Welcome back for another Politics Made Simple blog, and for part ten of my series. In this blog, I’m going to describe Northern Ireland’s state of affairs following May’s Assembly Election in a way that is simple to understand.
So as you will know from the coverage there has been already, Sinn Féin became the largest party in Northern Ireland for the first time in history after May’s Assembly Election. This means that for the first time in history, the biggest party in Northern Ireland’s executive is a Republican Party, which some will argue is a sign that Northern Ireland’s constitutional position might be changing, since Sinn Féin’s Leader in Northern Ireland, Michelle O’Neill, now has enough votes to take up the role of First Minister, as soon as power sharing in Stormont continues to work again.
Then Why is There No Sitting Government in Northern Ireland at the Minute?
Well although five parties were elected to go back into the executive, only four of them are willing to do so at the minute, with one of them being happy to continue their protest in relation to the Northern Ireland Protocol, but to make this sound simpler, we need to go back to before the election.
The Democratic Unionist Party (DUP) pulled their First Minister, Paul Givan, out of the executive in February, and one of their main promises on the run up to the election was that they wouldn’t go back in until after the Protocol was scrapped. Therefore, a lot of the people who voted for the DUP last time will say that they’re doing everything they voted for them to do, which they will also remind people, is exactly what Sinn Féin did for three years.
In the days following the election results, the DUP went up and signed into Stormont before walking straight back out again.
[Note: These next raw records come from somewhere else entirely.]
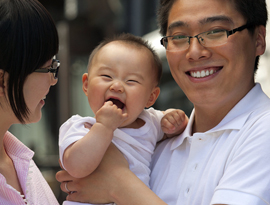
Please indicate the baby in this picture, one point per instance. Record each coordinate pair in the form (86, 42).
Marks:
(122, 80)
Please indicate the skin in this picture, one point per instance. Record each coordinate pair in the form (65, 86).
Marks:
(126, 75)
(35, 89)
(213, 96)
(122, 74)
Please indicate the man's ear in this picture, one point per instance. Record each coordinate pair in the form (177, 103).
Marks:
(85, 83)
(260, 40)
(153, 97)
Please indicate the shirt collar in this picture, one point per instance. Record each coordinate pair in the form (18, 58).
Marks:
(15, 147)
(235, 119)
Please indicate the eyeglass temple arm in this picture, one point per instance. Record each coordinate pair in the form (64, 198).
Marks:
(241, 28)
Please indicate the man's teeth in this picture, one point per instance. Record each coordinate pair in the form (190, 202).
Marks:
(203, 73)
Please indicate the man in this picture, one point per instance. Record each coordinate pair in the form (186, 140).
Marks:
(221, 155)
(213, 48)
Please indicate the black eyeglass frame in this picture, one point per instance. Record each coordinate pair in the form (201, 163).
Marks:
(54, 68)
(241, 28)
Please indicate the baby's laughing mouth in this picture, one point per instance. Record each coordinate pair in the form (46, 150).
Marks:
(117, 102)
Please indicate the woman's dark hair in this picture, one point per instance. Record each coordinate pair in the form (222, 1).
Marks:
(136, 41)
(254, 11)
(28, 39)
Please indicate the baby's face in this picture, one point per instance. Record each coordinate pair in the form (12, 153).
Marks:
(123, 74)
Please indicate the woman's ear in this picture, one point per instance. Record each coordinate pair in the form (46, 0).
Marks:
(153, 97)
(2, 83)
(260, 40)
(85, 83)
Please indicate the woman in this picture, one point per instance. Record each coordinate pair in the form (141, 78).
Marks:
(28, 42)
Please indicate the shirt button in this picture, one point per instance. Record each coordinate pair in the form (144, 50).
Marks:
(187, 191)
(195, 167)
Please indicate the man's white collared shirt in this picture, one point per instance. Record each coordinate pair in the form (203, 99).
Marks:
(229, 164)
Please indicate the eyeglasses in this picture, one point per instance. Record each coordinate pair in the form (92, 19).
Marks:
(52, 69)
(210, 38)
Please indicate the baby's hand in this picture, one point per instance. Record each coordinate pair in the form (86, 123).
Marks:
(174, 122)
(110, 115)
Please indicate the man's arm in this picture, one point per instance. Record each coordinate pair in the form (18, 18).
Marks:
(112, 181)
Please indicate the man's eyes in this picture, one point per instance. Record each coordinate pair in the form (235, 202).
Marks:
(179, 37)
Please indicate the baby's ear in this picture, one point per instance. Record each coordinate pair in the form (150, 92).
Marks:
(85, 83)
(153, 97)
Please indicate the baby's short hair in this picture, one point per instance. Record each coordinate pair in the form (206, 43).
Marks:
(132, 40)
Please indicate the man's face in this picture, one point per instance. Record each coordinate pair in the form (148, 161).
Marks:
(229, 67)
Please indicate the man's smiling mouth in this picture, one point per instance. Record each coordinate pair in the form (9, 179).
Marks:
(203, 73)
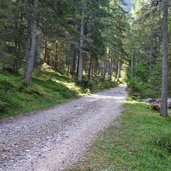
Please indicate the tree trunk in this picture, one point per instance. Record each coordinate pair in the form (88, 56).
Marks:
(38, 47)
(90, 68)
(111, 70)
(31, 52)
(163, 110)
(118, 71)
(80, 65)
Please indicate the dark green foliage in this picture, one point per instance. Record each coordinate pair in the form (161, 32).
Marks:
(48, 89)
(139, 140)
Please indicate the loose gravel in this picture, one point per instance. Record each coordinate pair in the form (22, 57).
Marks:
(52, 139)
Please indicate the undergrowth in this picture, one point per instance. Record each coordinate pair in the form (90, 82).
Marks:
(138, 141)
(48, 89)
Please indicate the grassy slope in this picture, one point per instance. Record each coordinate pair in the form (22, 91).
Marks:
(139, 141)
(48, 89)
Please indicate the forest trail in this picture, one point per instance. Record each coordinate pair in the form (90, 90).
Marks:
(50, 140)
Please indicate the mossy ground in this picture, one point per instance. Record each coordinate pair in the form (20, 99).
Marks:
(49, 88)
(138, 141)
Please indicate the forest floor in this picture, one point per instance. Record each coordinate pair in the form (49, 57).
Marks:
(48, 89)
(50, 140)
(139, 140)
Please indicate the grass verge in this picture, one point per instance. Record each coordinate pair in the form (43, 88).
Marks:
(138, 141)
(49, 88)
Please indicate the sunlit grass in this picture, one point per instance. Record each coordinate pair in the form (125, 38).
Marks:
(138, 141)
(48, 89)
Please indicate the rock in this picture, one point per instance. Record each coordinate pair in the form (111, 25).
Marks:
(155, 103)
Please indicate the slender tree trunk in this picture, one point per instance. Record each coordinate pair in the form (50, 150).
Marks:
(80, 65)
(31, 55)
(38, 47)
(118, 71)
(163, 110)
(90, 68)
(132, 64)
(111, 70)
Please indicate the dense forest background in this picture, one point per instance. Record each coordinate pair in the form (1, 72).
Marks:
(90, 41)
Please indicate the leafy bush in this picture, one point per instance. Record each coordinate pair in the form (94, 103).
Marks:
(136, 87)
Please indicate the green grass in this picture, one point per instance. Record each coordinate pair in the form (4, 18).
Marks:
(49, 88)
(138, 141)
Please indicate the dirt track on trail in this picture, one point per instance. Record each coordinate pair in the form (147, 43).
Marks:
(52, 139)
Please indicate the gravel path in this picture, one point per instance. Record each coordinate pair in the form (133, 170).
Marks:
(50, 140)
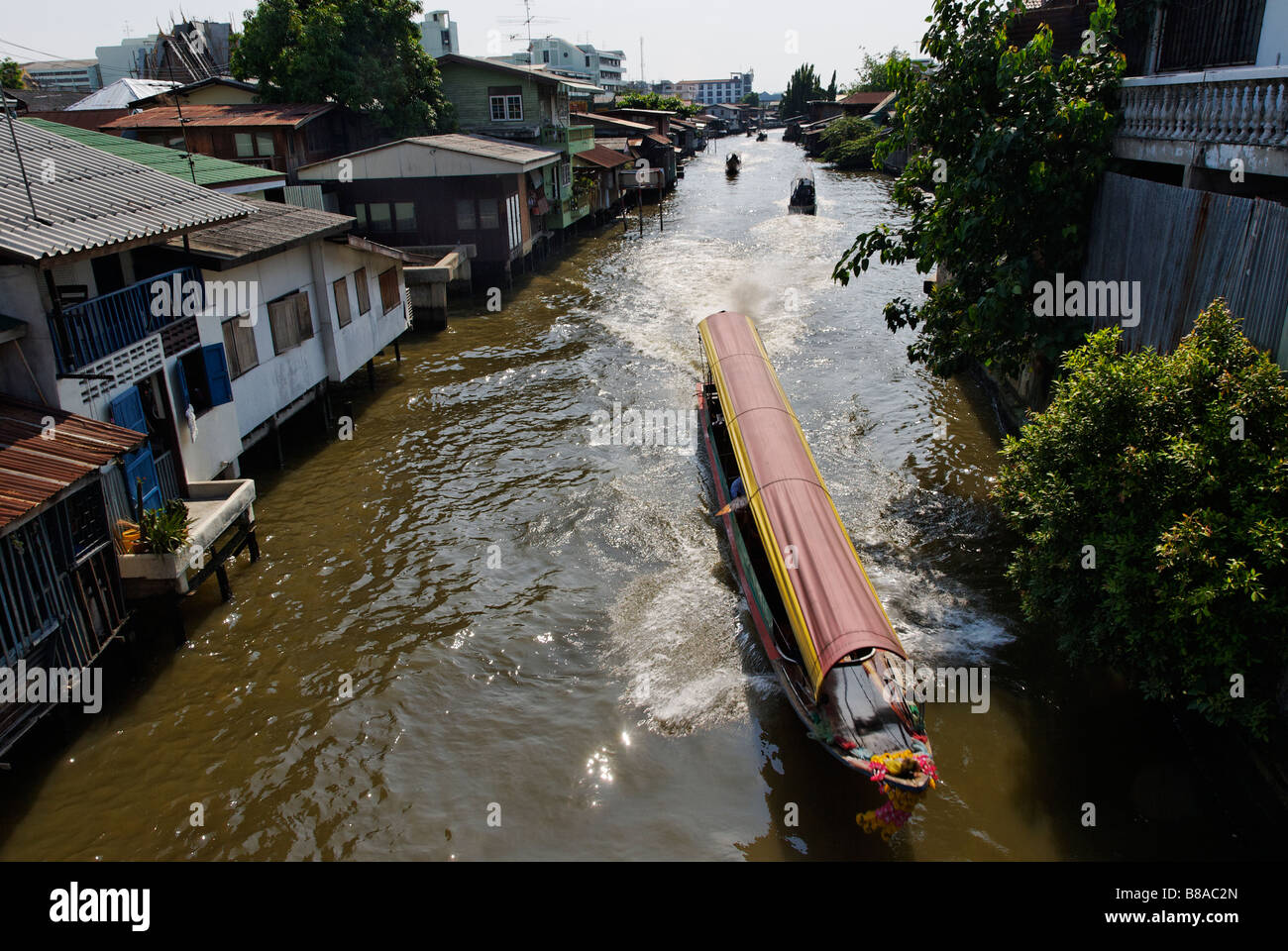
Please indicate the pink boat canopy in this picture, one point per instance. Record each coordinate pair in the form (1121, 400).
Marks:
(831, 604)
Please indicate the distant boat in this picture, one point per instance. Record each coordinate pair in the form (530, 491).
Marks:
(814, 611)
(803, 201)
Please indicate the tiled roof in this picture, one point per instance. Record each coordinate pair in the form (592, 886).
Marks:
(94, 198)
(34, 470)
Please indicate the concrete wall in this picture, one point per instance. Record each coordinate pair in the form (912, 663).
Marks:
(1273, 50)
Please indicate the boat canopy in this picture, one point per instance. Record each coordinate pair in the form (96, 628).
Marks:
(831, 603)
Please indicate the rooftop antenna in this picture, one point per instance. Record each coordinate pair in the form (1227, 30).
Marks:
(22, 166)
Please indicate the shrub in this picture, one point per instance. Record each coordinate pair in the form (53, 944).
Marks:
(850, 144)
(1175, 471)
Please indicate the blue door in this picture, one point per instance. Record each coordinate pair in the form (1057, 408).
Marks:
(128, 412)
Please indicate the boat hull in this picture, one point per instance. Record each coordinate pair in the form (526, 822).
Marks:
(798, 693)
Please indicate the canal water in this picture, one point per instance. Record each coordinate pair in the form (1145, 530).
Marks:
(548, 651)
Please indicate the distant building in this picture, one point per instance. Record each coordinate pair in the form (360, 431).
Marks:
(711, 92)
(64, 75)
(438, 34)
(125, 59)
(579, 60)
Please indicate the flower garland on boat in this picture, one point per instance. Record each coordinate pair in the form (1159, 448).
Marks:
(890, 817)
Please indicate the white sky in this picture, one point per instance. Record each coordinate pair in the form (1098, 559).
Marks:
(682, 39)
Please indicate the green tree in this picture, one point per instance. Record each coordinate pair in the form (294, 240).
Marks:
(11, 75)
(850, 142)
(1170, 476)
(875, 75)
(803, 86)
(1006, 150)
(364, 54)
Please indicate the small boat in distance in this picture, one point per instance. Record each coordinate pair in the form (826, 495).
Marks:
(803, 200)
(814, 611)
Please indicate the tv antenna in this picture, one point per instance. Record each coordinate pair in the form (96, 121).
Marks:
(527, 20)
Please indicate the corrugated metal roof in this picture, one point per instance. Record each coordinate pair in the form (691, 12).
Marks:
(603, 157)
(94, 198)
(271, 227)
(488, 147)
(210, 171)
(120, 94)
(35, 470)
(291, 114)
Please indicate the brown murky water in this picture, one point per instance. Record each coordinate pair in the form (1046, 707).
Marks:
(550, 626)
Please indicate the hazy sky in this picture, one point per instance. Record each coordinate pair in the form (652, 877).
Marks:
(682, 39)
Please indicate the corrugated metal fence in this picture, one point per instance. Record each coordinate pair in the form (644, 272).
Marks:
(1186, 248)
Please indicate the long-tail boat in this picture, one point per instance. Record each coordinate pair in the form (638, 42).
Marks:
(815, 612)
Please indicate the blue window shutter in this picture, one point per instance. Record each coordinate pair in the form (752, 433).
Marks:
(128, 411)
(141, 466)
(180, 386)
(217, 373)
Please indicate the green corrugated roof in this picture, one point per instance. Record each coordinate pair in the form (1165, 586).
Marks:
(210, 171)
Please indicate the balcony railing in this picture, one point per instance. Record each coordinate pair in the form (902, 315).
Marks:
(1209, 108)
(103, 325)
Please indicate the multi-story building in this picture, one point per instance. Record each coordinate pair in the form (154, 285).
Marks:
(709, 92)
(64, 75)
(528, 105)
(127, 59)
(599, 67)
(438, 34)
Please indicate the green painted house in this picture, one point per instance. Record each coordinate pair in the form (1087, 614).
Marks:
(526, 105)
(207, 171)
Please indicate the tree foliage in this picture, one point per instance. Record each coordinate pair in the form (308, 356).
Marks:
(803, 86)
(364, 54)
(1013, 144)
(875, 75)
(653, 101)
(850, 144)
(11, 73)
(1175, 471)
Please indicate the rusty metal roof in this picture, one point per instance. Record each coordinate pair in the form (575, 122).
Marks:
(291, 114)
(34, 470)
(93, 200)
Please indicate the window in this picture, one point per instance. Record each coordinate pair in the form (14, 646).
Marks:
(240, 346)
(202, 379)
(465, 214)
(290, 320)
(505, 103)
(360, 283)
(342, 302)
(389, 298)
(380, 218)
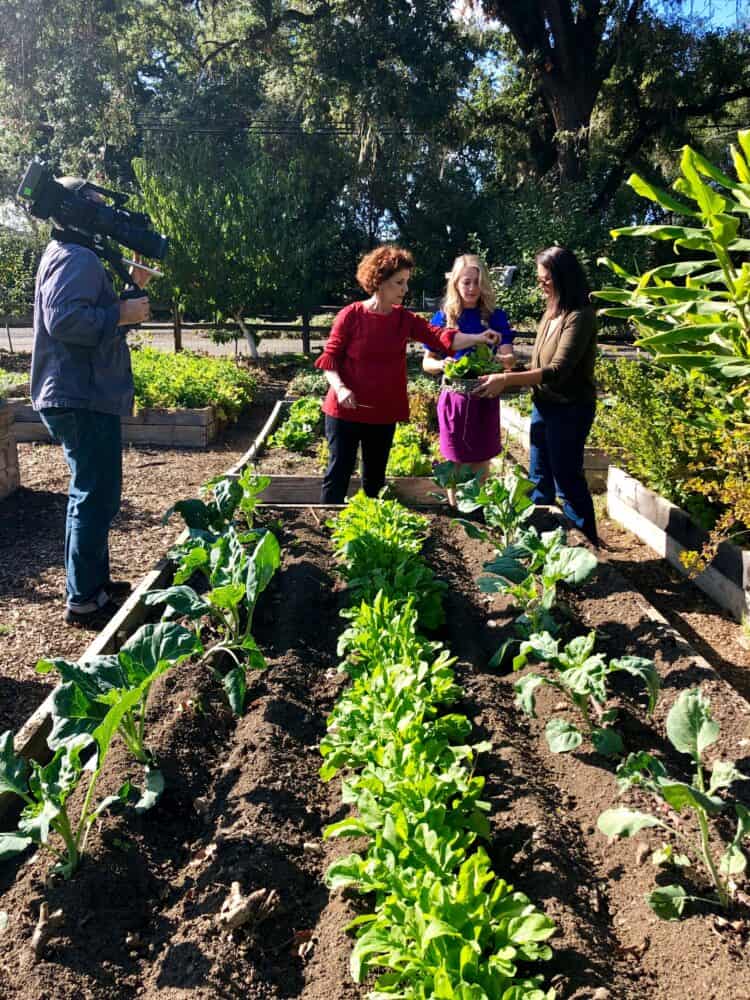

This allows them to continue getting paid while not exactly being in the building, which is the same as the rest of the parties.
But while the DUP staying out has left Northern Ireland without a government, a caretaker government has been working in their place. However, these caretaker ministers have limited powers, and they’re only in place until the 26th of October. After that date, Northern Ireland will be left with no one in charge, unless we get our government back before then or we’re taken under Direct Rule, neither of which are likely to happen.
Is it Likely that there will be another Assembly Election Before the End of the year?
This is another option that does seem highly unlikely, but it definitely can’t be complete ruled out at the minute, though a lot of parties — as well as the public — have voiced how they wouldn’t like it.
With the 26th of October being the deadline for how long caretaker ministers can work for, the NIO have started drawing up plans for a snap Assembly election. But as we know from the time when Sinn Féin collapsed the government, politicians can threaten to call for an Assembly Election without actually calling for one.
And so, while there’s a cost of living crisis, problems with the health service, people are struggling to pay for essentials and more, that’s exactly where we are.